Subcutaneous
infliximab recently received approval for the treatment of various immune-mediated inflammatory diseases in Europe, following pivotal clinical trials in patients with
rheumatoid arthritis and
inflammatory bowel disease. Subcutaneous
infliximab demonstrated an improved pharmacokinetic profile compared with intravenous
infliximab: the more stable exposure and increased systemic drug concentrations mean it has been cited as a biobetter.

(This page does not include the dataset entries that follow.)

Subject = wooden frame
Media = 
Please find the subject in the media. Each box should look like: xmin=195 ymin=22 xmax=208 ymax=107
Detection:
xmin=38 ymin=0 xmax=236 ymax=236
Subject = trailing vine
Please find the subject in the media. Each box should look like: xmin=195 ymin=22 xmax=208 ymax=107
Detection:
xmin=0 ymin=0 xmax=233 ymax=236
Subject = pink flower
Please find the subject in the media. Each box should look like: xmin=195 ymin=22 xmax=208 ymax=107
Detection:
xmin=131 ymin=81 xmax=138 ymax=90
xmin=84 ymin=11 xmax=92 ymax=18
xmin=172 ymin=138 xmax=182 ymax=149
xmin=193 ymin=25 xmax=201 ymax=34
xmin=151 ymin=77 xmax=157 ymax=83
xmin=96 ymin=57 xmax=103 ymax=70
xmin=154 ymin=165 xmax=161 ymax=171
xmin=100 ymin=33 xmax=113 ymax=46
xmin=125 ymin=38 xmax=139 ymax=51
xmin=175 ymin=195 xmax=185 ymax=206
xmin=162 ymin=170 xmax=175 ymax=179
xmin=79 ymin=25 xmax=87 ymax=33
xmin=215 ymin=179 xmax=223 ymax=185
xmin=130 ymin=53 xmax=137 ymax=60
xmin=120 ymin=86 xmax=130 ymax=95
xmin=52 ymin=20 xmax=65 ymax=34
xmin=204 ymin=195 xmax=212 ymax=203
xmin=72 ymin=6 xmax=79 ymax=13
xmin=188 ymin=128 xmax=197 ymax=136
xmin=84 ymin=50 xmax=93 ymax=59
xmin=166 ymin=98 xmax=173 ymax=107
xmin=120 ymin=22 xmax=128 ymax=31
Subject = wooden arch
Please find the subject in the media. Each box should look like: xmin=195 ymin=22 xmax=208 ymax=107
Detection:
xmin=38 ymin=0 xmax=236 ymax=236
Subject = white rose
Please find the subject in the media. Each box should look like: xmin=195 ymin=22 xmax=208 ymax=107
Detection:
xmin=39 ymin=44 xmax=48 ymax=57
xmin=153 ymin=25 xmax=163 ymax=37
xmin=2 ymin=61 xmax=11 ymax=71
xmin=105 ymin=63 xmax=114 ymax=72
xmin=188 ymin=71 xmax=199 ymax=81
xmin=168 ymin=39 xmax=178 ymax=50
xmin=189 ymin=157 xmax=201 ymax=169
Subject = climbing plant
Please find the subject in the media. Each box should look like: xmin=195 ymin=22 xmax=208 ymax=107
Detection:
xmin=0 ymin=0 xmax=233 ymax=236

Alongside the pharmacokinetic advantages, potential benefits for efficacy, immunogenicity, and health-related quality-of-life outcomes have been suggested with subcutaneous
infliximab. During the
coronavirus disease 2019 pandemic, the benefits of subcutaneous over intravenous
therapies became apparent: switching from intravenous to subcutaneous
infliximab reduced the hospital visit-related healthcare resource burden and potential viral transmission. Clinical advantages observed in pivotal trials are also being seen in the real world. Accumulating experience from four European countries (the UK, Spain, France, and Germany) in patients with
rheumatic diseases and
inflammatory bowel disease supports clinical trial findings that subcutaneous
infliximab is well tolerated, increases serum drug concentrations, and offers maintained or improved efficacy outcomes for patients switching from intravenous
infliximab. Initial evidence is emerging with subcutaneous
infliximab treatment after intravenous
infliximab failure. High patient satisfaction and pharmacoeconomic benefits have also been reported with subcutaneous
infliximab. Treatments aligned with patient preferences for the flexibility and convenience of at-home subcutaneous administration could boost adherence and treatment outcomes. Altogether, findings suggest that switching from intravenous to subcutaneous
infliximab could be advantageous, and healthcare professionals should be prepared to discuss supporting data as part of shared decision making during patient consultations.